How does TfidfVectorizer calculate the TF-IDF number for each word?

67 views Asked by At

As I understand TF-IDF, the IDF value of the word "art" = log_e(3/1) + 1 because there are 3 documents in the data set and the word "art" appears once. But after I print IDF from the vectorizer.idf_ function, the IDF value of "art" is ~2.098612 but when the function calculates it, it is 1.693147.

And one more question: I calculated the TF value for the word "art" in data 1, which is equal to 0.125 because it appears once in a total of 8 words. Is my calculation correct like the TfidfVectorizer function?

This is my data and code

data = ['Souvenir shop|Architecture and art|Culture and history',
        'Souvenir shop|Resort|Diverse cuisine|Fishing|Shop games|Beautiful scenery',
        'Diverse cuisine|Resort|Beautiful scenery']
vectorizer = TfidfVectorizer()

tfidf_matrix = vectorizer.fit_transform(data)
1

There are 1 answers

0
Nick ODell On BEST ANSWER

As I understand TF-IDF, the IDF value of the word "art" = log_e(3/1) + 1 because there are 3 documents in the data set and the word "art" appears once. But after I print IDF from the vectorizer.idf_ function, the IDF value of "art" is ~2.098612 but when the function calculates it, it is 1.693147.

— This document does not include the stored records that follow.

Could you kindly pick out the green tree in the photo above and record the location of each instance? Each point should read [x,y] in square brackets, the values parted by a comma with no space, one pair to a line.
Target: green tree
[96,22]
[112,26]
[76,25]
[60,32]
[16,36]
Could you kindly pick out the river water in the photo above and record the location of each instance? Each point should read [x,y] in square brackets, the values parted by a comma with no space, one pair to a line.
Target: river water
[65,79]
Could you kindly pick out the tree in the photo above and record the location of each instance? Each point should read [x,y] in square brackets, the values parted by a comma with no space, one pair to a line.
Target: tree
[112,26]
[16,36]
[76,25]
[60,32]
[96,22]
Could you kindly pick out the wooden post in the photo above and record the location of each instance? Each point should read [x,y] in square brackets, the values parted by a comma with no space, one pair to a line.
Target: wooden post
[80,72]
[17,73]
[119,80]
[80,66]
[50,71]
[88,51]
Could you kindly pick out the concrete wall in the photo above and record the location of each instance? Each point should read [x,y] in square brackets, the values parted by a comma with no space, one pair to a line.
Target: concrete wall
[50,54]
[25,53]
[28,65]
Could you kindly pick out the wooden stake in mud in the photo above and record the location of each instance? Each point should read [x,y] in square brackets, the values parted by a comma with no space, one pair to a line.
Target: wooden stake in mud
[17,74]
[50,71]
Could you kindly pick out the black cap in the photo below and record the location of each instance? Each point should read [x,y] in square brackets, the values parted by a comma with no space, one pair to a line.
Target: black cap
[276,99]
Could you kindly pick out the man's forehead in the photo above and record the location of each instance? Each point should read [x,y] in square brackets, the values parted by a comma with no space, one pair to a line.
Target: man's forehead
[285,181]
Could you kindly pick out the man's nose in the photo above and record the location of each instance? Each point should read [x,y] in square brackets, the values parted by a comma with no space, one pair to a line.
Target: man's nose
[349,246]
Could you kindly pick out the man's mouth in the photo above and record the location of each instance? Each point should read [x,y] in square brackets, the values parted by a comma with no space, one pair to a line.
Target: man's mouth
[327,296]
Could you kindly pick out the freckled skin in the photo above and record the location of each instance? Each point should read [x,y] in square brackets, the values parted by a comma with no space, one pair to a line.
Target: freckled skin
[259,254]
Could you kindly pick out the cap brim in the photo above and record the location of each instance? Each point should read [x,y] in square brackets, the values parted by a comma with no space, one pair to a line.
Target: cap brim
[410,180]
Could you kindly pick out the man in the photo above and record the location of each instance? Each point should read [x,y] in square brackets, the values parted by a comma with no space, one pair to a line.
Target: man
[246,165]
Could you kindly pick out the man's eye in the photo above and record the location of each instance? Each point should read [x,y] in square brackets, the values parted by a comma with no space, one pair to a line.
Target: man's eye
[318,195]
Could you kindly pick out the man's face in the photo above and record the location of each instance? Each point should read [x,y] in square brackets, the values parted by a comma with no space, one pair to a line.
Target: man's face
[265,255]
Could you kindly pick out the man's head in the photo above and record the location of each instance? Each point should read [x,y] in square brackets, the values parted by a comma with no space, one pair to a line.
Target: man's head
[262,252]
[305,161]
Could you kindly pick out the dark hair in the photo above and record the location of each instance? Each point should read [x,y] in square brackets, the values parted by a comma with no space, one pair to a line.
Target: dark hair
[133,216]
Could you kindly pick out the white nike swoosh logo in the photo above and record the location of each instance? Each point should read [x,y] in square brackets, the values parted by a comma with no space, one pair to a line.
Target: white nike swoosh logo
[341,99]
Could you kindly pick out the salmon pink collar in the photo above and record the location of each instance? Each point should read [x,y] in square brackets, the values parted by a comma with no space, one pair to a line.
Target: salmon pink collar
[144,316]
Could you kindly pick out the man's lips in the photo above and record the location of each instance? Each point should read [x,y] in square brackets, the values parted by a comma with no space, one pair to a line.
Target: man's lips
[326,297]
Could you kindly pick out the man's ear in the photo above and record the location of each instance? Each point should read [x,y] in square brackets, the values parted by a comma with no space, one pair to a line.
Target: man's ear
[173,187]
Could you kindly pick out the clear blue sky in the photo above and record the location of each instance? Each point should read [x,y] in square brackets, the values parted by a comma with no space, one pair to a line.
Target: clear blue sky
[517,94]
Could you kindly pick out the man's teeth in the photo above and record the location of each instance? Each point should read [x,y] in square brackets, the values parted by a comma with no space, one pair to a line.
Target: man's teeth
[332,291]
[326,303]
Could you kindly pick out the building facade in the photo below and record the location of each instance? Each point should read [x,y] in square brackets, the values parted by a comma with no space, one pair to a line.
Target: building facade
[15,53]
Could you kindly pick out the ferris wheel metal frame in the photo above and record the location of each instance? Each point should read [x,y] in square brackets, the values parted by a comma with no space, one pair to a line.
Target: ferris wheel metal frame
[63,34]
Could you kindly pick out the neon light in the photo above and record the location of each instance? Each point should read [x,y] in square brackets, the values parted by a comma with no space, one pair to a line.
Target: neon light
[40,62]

By default, TfidfVectorizer has a parameter smooth_idf set to True. The effect of this is that it adds one to both the numerator and denominator of the fraction inside the logarithm. If you turn off smooth_idf, you get your expected value.

Here is the formula with smooth_idf turned on:

idf("art") = ln((3 + 1)/(1 + 1)) + 1 = 1.6931

Here is the part of the code responsible for this calculation.

# perform idf smoothing if required
df += int(self.smooth_idf)
n_samples += int(self.smooth_idf)

# log+1 instead of log makes sure terms with zero idf don't get suppressed entirely.
idf = np.log(n_samples / df) + 1

(Source.)

Documentation

And one more question: I calculated the TF value for the word "art" in data 1, which is equal to 0.125 because it appears once in a total of 8 words. Is my calculation correct like the TfidfVectorizer function?

No, the TF is just the number of times the term appears. It's not normalized by document length in this step. There is a normalization step, but it's after multiplying by IDF.